Wisconsin is used to struggling though its non-conference schedule shorthanded.
The well-documented Shoebox suspensions hamstrung both sides of the ball for the first four games of 2000. If UW’s offense sputters early in the season once again, at least it knows a form of relief is coming for that fifth game — this year’s Big Ten opener at Penn State.
Broderick Williams is expected to return from a sprained knee that sidelined him for five months on Sept. 22.
Williams was slotted as the No. 1 tailback in spring football until April 2, when he tore the anterior cruciate ligament in his left knee on the turf at the Badgers’ indoor practice facility. When a MRI revealed that the injury would require surgery, the 200-pound sophomore was expected to sit out for six to eight months, which would have left his return questionable for this fall.
“He’s looking pretty good for being hurt so recently,” senior tight end Mark Anelli said.
Williams was reportedly moving well when he joined his teammates in practice, just five days after he started participating in drills on Aug. 7.
In preparation for the Eddie Robinson Classic, Wisconsin began camp earlier than most schools, and Williams’ presence was encouraging.

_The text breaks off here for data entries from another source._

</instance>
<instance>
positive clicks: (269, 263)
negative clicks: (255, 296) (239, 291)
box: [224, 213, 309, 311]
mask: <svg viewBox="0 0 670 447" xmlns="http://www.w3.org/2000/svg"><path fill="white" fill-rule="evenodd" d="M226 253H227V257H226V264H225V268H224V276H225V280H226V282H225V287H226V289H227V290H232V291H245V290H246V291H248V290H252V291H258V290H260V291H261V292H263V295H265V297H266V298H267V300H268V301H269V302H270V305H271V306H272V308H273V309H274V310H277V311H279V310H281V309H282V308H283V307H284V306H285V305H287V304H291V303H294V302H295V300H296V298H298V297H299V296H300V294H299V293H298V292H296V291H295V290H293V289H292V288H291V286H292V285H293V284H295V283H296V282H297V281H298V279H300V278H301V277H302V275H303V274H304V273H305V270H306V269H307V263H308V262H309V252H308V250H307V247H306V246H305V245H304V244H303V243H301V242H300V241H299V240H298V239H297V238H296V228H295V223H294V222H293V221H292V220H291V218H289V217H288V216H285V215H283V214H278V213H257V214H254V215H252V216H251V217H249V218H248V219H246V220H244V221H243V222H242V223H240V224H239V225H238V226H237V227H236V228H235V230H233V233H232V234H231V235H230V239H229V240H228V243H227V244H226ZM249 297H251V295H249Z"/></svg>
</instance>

Redshirt freshman Anthony Davis said Williams’ return enabled the group vying for the tailback spot to “come together.”
Davis, as well as fellow freshmen Tyron Griffin and Jerone Pettus, competed for most of the summer for the job of Williams’ replacement.
Williams, no stranger to injury after suffering a similar sprain on his right knee in high school, said he had not thought the recovery period would be as long as the doctors predicted.
“Nobody knows your body but yourself,” Williams told The Milwaukee Journal-Sentinel. “When I injured my knee in high school, it was ugly. I couldn’t even walk. This time I didn’t even think I was hurt that bad.”